Ella se llamaba Melany Gissel, se dirigía al Colegio de Bachilleres 2, en Acapulco, cuando fue atacada una camioneta repartidora, la joven estudiante tuvo el infortunio de encontrarse en medio de su vida cotidiana. Sí, el Acapulco en el que gobierna la alcaldesa que será recordada por sus estrambóticas declaraciones en el ámbito político y al ser señalada por fraude y manejo indebido de casi 900 millones de pesos que, gracias a las artes de magia de su partido, pasará inadvertido.
En Puebla, Giselle, Joaquín y Emmanuel decidieron ir a divertirse, a cantar a un bar, a pasar un buen rato. Y todo se convirtió en una tragedia al ser asesinados por quienes balacearon ese lugar con toda la intención de hacer daño. En efecto, ese Puebla gobernado por quien no dudó en revictimizar a los jóvenes con toda la confianza y soltura que proporciona encontrarse bajo el amparo de la impunidad, ese deporte tan favorecido por el actual gobierno federal. Un estado en el que, al parecer, también hallaron sin vida en Chignahuapan –y con signos de violencia– a Alexandro y Karina, un joven matrimonio que deja a sus pequeños hijos en la total orfandad.

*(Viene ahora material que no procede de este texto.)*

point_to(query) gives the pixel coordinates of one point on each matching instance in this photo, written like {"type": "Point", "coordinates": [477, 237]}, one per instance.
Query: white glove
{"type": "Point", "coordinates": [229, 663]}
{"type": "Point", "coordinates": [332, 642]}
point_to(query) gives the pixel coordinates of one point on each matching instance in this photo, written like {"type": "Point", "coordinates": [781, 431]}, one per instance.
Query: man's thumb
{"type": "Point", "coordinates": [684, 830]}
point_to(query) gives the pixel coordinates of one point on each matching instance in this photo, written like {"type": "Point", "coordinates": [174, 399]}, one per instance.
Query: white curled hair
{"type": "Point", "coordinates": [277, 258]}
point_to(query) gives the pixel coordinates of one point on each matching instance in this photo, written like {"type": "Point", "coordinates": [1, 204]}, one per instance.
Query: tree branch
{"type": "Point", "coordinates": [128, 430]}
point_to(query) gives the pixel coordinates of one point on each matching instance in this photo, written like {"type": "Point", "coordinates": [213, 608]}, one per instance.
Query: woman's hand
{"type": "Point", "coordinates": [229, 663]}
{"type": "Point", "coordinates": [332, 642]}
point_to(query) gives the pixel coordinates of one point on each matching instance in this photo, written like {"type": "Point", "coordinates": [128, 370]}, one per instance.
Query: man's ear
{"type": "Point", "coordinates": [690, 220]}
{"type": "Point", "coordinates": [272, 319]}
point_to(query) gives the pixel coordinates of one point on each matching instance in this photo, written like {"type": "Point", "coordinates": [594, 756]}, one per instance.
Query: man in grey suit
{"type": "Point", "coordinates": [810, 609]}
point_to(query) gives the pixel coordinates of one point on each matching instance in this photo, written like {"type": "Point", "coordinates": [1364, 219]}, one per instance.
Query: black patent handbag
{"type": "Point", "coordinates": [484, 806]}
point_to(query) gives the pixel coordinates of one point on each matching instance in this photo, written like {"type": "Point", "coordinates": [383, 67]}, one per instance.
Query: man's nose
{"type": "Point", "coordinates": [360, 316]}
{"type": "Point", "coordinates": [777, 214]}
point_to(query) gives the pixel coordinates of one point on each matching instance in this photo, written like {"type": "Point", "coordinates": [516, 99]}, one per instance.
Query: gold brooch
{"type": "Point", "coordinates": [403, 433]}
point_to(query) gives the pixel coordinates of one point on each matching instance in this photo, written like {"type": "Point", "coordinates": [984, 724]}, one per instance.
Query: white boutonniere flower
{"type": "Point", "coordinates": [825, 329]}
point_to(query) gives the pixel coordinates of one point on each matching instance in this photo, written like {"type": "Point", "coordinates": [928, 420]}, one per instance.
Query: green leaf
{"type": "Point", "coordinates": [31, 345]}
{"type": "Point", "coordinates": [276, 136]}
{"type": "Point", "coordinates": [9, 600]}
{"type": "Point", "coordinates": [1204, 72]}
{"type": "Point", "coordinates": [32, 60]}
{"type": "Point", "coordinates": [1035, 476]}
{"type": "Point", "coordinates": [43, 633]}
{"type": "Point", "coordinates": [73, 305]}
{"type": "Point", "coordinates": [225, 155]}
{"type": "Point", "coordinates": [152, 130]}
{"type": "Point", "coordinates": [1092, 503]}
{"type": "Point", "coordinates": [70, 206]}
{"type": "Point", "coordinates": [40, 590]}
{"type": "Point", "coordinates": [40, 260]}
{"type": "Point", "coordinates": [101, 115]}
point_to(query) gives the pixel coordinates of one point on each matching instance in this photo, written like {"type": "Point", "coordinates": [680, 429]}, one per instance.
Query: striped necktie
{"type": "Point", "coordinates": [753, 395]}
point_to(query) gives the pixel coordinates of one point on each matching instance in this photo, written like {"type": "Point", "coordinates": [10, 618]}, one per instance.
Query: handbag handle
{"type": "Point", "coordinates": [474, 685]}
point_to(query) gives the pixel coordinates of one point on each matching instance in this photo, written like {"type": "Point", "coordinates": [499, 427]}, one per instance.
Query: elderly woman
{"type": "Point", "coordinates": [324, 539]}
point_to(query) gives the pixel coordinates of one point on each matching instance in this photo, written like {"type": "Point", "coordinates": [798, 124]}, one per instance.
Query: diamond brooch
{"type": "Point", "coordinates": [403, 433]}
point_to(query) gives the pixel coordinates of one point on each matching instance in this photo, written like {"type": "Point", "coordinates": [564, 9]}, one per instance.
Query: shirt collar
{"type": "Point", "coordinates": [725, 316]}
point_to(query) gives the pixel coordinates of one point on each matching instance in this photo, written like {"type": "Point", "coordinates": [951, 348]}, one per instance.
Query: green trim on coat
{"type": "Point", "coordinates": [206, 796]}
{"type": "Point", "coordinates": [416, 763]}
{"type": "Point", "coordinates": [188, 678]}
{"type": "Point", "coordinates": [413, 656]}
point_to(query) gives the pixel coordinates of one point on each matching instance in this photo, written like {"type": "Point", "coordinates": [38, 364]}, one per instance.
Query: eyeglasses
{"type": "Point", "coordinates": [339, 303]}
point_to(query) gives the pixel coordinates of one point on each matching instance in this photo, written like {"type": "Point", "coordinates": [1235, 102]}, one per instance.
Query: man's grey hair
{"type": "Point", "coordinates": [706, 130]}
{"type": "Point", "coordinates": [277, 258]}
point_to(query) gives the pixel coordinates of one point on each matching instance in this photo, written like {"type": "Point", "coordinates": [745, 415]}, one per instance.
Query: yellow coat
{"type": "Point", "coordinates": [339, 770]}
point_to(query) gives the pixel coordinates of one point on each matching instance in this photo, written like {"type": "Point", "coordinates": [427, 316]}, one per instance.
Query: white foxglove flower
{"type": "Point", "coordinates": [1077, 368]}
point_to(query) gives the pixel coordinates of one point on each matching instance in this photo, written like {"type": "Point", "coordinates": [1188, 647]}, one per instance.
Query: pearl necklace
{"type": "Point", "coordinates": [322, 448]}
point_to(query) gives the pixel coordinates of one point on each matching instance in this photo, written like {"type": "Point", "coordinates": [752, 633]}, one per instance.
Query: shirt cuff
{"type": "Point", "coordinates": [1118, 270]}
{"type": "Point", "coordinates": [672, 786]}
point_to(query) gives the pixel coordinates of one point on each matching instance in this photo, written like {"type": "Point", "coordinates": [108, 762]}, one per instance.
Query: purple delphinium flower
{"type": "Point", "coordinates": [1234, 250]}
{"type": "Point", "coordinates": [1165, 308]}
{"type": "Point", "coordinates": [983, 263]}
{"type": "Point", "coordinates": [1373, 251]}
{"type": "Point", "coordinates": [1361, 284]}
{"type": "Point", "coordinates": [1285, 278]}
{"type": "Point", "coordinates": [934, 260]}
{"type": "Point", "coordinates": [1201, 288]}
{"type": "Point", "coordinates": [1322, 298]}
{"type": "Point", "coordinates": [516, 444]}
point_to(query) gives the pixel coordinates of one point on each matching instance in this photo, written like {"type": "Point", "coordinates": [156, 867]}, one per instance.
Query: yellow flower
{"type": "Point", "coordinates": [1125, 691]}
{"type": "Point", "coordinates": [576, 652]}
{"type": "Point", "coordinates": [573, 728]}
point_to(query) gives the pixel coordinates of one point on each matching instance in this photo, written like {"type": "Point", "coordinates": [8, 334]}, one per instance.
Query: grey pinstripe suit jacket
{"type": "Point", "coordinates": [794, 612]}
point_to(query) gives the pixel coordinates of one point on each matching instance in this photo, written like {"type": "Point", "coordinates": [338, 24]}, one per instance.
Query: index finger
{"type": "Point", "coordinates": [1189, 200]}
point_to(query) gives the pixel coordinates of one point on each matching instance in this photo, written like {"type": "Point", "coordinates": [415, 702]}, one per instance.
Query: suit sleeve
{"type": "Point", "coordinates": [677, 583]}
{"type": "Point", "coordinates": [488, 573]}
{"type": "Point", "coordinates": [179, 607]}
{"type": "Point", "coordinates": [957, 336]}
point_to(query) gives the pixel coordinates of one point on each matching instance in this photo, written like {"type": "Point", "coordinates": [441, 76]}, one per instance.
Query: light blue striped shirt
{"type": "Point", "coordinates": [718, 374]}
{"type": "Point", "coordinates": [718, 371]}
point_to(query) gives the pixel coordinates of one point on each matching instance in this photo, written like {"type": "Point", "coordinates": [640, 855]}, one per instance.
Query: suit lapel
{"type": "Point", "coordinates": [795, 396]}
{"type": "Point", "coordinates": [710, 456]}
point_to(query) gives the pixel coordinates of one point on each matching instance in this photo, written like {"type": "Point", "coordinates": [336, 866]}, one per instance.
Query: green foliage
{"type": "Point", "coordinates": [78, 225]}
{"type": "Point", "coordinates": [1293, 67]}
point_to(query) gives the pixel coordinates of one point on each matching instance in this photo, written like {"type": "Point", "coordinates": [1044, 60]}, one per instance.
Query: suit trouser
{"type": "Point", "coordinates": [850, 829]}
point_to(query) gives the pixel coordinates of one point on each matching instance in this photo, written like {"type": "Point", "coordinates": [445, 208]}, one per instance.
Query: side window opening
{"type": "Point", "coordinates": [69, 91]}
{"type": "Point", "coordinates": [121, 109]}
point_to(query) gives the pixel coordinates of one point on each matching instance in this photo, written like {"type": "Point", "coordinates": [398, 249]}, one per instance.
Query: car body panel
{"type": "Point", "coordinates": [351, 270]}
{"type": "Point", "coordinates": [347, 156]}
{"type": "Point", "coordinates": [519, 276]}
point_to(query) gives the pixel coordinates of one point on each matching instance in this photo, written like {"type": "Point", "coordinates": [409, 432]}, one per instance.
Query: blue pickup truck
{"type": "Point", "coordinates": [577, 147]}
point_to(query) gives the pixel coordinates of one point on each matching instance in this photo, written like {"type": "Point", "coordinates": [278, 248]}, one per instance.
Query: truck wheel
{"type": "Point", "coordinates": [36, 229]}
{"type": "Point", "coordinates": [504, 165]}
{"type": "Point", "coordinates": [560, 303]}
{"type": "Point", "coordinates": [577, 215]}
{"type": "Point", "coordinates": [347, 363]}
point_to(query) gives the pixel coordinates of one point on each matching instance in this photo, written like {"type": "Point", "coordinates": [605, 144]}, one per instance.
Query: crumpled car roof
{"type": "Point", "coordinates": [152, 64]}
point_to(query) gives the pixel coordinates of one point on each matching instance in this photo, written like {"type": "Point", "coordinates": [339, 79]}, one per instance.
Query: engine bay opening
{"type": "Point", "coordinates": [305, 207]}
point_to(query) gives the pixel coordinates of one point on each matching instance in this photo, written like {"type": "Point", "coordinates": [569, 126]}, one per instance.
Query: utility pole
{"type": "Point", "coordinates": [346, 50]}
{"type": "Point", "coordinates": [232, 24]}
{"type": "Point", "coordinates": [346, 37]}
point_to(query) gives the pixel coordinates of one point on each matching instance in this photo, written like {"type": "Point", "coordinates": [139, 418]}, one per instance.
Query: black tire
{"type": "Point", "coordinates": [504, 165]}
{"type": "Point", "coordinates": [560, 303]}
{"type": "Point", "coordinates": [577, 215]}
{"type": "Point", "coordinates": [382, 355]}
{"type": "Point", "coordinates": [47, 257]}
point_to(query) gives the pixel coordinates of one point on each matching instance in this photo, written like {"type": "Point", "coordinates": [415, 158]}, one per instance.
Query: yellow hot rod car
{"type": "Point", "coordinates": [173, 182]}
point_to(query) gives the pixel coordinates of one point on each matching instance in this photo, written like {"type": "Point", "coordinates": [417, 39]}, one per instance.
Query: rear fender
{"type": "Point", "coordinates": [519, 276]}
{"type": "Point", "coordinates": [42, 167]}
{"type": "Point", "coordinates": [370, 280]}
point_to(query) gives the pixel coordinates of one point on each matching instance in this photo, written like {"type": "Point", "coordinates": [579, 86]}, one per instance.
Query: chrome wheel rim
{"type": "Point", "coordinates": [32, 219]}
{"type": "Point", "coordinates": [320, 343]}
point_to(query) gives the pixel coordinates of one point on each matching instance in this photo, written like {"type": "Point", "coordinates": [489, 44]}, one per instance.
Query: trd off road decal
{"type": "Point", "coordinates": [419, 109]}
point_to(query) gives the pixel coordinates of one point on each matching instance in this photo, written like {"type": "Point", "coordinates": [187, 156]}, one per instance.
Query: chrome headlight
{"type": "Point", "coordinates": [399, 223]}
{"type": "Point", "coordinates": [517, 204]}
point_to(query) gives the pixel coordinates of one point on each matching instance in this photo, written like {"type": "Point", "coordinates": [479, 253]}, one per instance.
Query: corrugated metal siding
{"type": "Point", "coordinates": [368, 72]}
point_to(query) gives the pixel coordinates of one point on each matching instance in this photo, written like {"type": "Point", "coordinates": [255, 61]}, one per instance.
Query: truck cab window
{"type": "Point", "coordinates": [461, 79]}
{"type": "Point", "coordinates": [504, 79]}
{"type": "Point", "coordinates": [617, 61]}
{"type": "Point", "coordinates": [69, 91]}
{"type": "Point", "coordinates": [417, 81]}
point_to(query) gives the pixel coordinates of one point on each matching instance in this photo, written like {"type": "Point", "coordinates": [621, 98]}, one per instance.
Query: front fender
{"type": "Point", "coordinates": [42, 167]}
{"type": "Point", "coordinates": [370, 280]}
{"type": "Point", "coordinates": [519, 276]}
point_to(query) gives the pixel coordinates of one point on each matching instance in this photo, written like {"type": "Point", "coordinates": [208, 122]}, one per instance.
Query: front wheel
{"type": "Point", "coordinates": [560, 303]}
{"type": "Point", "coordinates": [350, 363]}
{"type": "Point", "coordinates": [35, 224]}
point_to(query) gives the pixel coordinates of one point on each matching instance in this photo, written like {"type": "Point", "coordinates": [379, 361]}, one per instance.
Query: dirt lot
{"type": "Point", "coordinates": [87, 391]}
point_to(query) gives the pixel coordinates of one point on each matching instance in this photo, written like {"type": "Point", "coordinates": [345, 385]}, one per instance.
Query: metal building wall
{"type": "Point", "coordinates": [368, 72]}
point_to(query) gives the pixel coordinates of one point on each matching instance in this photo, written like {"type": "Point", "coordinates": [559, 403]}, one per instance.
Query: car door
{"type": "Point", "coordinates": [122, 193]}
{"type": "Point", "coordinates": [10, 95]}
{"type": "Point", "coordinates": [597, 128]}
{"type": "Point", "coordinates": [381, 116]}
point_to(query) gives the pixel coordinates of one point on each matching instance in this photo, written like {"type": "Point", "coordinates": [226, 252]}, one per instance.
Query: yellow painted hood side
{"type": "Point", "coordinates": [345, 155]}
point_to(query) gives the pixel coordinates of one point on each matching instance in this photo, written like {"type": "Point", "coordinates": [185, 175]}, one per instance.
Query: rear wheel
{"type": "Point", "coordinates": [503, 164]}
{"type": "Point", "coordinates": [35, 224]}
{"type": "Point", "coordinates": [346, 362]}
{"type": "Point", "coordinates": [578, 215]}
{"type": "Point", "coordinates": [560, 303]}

¿Qué ocurre con quienes escuchamos estas noticias y terminamos por intuir que, en efecto, son casos que se suman a otros cientos y miles que convierten nuestro aire en algo casi irrespirable, en el denso respirar de la desgracia? No podemos olvidar todo aquello que se suscitó, entre quienes hoy gobiernan, cuando se hacía mención de los terribles “daños colaterales”: escándalo, gritos y pancartas que, bajo la mirada actual, llegamos a concluir que eran un simple ardid político, pues hoy se impone el silencio y la complicidad. Y, aún más, las y los sicofantes, el corifeo del oficialismo, tratan de imponer ese discurso en el que las felices estadísticas parecen referirse a un país muy lejano al que terminamos por escuchar en las noticias de sólo una semana.
Y, mientras tanto, seguimos preguntándonos en qué momento todo esto adquirió un sentido de normalidad y cotidianidad, cuándo permitimos que la vida dejara de ser lo más valioso para convertirla en un simple recurso retórico de tenue incomodidad, sí, ésa que se diluye bajo la sombría inmediatez y la banalidad. Caray, tenemos mucho trabajo por delante, porque esto no es algo que podamos seguir respirando.